Effect of utterance duration and phonetic content on speaker identification using second-order statistical methods

Ivan Magrin-Chagnolleau,Jean François Bonastre,Frédéric Bimbot
2024-02-26
Abstract:Second-order statistical methods show very good results for automatic speaker identification in controlled recording conditions. These approaches are generally used on the entire speech material available. In this paper, we study the influence of the content of the test speech material on the performances of such methods, i.e. under a more analytical approach. The goal is to investigate on the kind of information which is used by these methods, and where it is located in the speech signal. Liquids and glides together, vowels, and more particularly nasal vowels and nasal consonants, are found to be particularly speaker specific: test utterances of 1 second, composed in majority of acoustic material from one of these classes provide better speaker identification results than phonetically balanced test utterances, even though the training is done, in both cases, with 15 seconds of phonetically balanced speech. Nevertheless, results with other phoneme classes are never dramatically poor. These results tend to show that the speaker-dependent information captured by long-term second-order statistics is consistently common to all phonetic classes, and that the homogeneity of the test material may improve the quality of the estimates.
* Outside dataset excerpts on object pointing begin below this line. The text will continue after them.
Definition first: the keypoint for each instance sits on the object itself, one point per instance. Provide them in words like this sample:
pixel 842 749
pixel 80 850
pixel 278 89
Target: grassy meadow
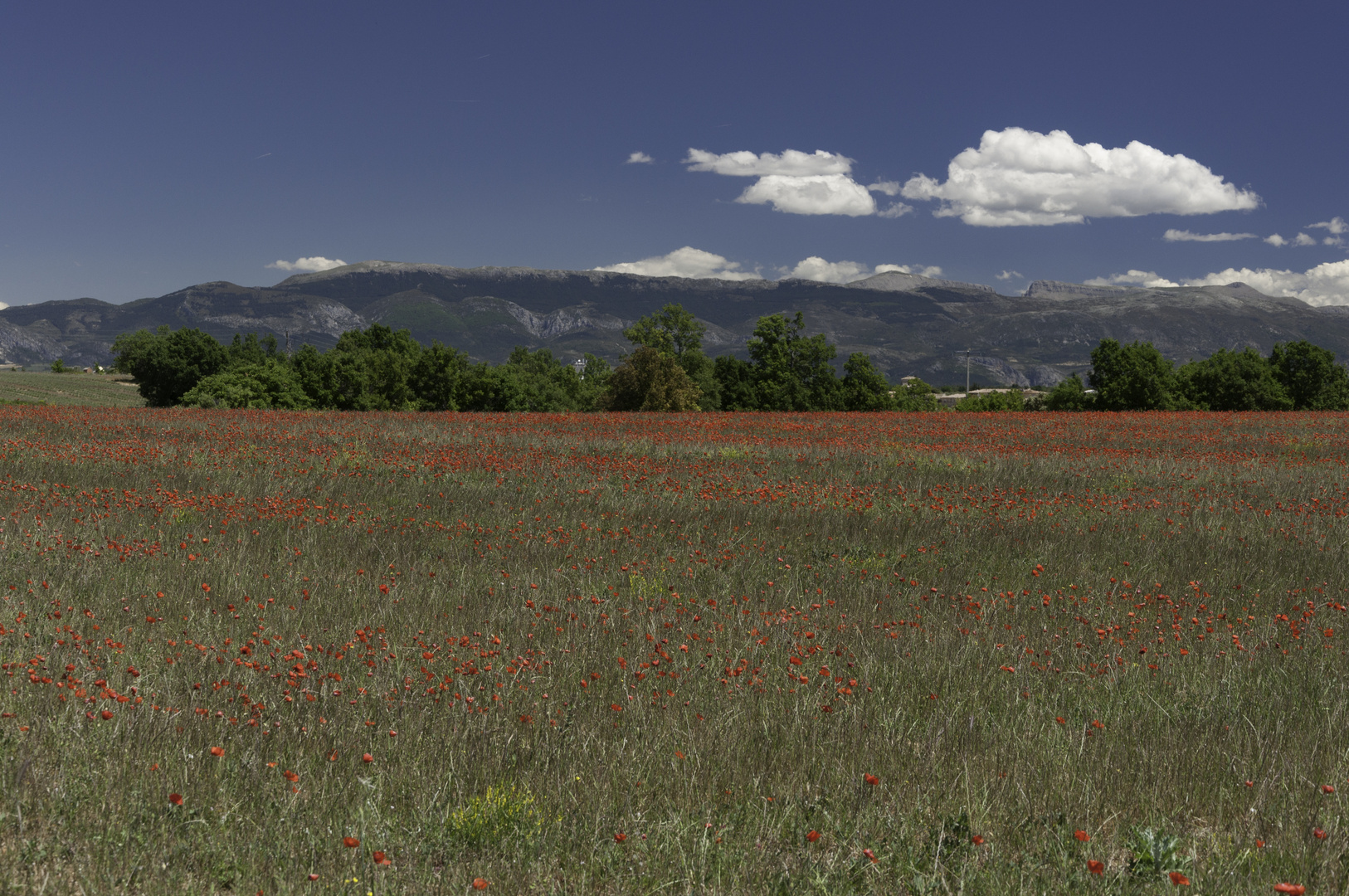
pixel 45 387
pixel 707 654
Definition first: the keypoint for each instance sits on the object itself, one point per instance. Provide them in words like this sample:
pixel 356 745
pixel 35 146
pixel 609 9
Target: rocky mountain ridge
pixel 908 323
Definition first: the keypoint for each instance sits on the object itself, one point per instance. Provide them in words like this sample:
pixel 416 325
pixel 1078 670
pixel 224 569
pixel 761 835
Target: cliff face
pixel 909 324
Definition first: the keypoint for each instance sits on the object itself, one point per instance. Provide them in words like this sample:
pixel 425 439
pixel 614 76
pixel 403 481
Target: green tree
pixel 1069 394
pixel 1310 375
pixel 676 332
pixel 735 383
pixel 1133 377
pixel 250 350
pixel 864 386
pixel 915 396
pixel 792 372
pixel 650 379
pixel 129 348
pixel 366 370
pixel 166 364
pixel 265 386
pixel 1232 381
pixel 1012 400
pixel 437 378
pixel 595 375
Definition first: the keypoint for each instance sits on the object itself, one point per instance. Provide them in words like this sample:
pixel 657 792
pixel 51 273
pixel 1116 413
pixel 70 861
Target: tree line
pixel 1136 377
pixel 378 368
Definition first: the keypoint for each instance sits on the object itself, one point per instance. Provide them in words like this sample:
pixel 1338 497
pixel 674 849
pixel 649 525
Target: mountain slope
pixel 909 324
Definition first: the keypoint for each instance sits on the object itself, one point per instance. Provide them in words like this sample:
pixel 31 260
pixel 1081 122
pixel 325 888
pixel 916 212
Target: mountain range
pixel 909 324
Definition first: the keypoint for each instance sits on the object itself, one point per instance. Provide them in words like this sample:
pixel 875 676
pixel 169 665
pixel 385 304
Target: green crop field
pixel 696 654
pixel 97 390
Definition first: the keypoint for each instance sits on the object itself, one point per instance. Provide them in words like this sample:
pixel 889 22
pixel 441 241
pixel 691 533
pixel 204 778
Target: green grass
pixel 303 590
pixel 94 390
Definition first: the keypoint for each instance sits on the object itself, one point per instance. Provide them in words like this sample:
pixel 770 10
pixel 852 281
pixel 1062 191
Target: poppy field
pixel 692 654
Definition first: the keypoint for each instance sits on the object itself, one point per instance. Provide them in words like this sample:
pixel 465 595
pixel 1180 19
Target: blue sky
pixel 144 148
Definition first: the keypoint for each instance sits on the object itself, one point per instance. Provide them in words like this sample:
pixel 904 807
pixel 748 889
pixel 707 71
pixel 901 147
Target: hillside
pixel 909 324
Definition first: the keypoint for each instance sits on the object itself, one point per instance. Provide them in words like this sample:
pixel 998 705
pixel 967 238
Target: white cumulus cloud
pixel 684 262
pixel 1132 278
pixel 1301 239
pixel 811 195
pixel 796 183
pixel 1186 236
pixel 1322 285
pixel 894 209
pixel 312 263
pixel 1019 177
pixel 1336 226
pixel 818 269
pixel 790 163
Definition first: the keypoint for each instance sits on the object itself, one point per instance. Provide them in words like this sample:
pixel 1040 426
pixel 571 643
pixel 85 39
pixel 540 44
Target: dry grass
pixel 1017 629
pixel 94 390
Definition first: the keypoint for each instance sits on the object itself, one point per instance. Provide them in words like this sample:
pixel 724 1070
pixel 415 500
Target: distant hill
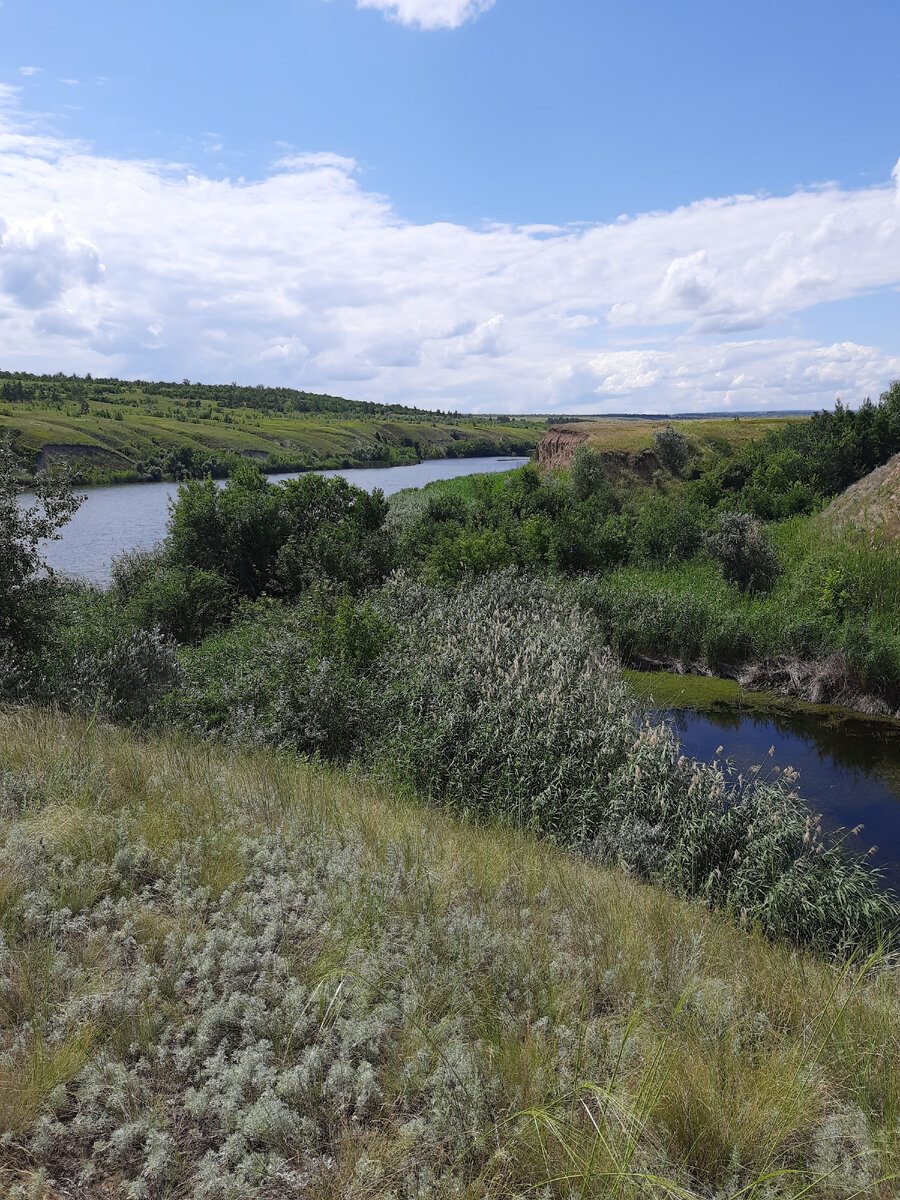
pixel 117 430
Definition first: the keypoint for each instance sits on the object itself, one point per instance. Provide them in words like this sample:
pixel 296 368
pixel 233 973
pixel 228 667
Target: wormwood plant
pixel 234 977
pixel 499 700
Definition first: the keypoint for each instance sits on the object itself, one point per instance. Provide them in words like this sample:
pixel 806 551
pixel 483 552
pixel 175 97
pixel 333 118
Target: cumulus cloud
pixel 40 262
pixel 304 277
pixel 430 13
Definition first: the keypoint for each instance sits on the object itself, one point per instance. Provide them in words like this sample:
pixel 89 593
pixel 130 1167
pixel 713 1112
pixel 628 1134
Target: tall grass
pixel 499 700
pixel 838 595
pixel 227 973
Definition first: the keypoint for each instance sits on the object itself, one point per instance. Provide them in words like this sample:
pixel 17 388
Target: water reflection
pixel 850 767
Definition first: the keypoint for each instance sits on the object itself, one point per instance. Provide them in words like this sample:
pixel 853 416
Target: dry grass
pixel 533 1025
pixel 613 433
pixel 873 504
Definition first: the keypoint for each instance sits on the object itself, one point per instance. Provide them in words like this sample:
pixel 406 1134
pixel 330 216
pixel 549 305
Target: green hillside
pixel 111 430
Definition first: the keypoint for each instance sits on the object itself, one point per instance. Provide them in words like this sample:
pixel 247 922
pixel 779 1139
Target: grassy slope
pixel 113 447
pixel 222 965
pixel 871 504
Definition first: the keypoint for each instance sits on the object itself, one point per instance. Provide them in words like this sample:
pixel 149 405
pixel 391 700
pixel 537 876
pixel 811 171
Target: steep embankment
pixel 873 503
pixel 558 445
pixel 325 991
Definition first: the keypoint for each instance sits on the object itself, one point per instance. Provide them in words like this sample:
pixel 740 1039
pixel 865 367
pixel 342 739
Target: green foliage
pixel 234 976
pixel 280 538
pixel 499 700
pixel 744 552
pixel 672 449
pixel 184 601
pixel 587 474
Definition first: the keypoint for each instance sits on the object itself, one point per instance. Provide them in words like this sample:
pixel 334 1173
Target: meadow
pixel 228 973
pixel 337 857
pixel 115 431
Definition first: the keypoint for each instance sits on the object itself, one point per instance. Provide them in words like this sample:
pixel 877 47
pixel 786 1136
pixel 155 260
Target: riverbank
pixel 131 433
pixel 253 973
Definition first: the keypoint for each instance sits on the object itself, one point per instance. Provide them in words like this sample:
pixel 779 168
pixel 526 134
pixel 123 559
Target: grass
pixel 111 441
pixel 871 504
pixel 613 433
pixel 235 975
pixel 839 594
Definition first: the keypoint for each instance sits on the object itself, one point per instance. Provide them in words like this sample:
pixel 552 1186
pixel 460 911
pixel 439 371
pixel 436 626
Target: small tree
pixel 23 571
pixel 744 552
pixel 672 449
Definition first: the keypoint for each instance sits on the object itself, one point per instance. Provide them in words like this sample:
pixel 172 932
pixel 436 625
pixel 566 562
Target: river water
pixel 849 765
pixel 132 516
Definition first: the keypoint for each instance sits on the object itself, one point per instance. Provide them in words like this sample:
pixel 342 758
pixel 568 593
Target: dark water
pixel 850 768
pixel 132 516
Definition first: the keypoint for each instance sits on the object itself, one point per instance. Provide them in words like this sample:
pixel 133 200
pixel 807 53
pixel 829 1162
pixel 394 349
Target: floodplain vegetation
pixel 228 973
pixel 337 859
pixel 118 431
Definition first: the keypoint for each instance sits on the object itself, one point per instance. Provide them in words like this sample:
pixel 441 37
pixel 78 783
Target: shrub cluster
pixel 499 700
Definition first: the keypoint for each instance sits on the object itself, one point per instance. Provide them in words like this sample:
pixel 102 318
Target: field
pixel 133 435
pixel 234 975
pixel 613 433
Information Retrieval,Signal Processing
What problem does this paper attempt to address?
This paper investigates how pronunciation duration and phonetic content affect speaker recognition performance based on second-order statistical methods in speech recognition. The study uses imbalanced speech materials and constructs test patterns based on specific phonemes or phoneme categories to observe the performance of these methods under different speech contents. The experimental results show that liquids and vowels (especially nasal vowels and nasal consonants) have higher speaker characteristics. Test speech composed of 1-second acoustic materials from these categories provides better recognition performance compared to phoneme-balanced test speech, even though both training scenarios use 1.5-second phoneme-balanced speech. In addition, while the results for other phoneme categories are not inferior, they do not significantly degrade. The study also finds that long-term second-order statistical information is consistent across all phoneme categories, and the homogeneity of the test materials may improve estimation quality. The conclusion of the paper is that the phonetic content of speech has a significant impact on speaker recognition performance, especially for certain phoneme categories, and speaker-relevant information can be captured even when the training materials do not match.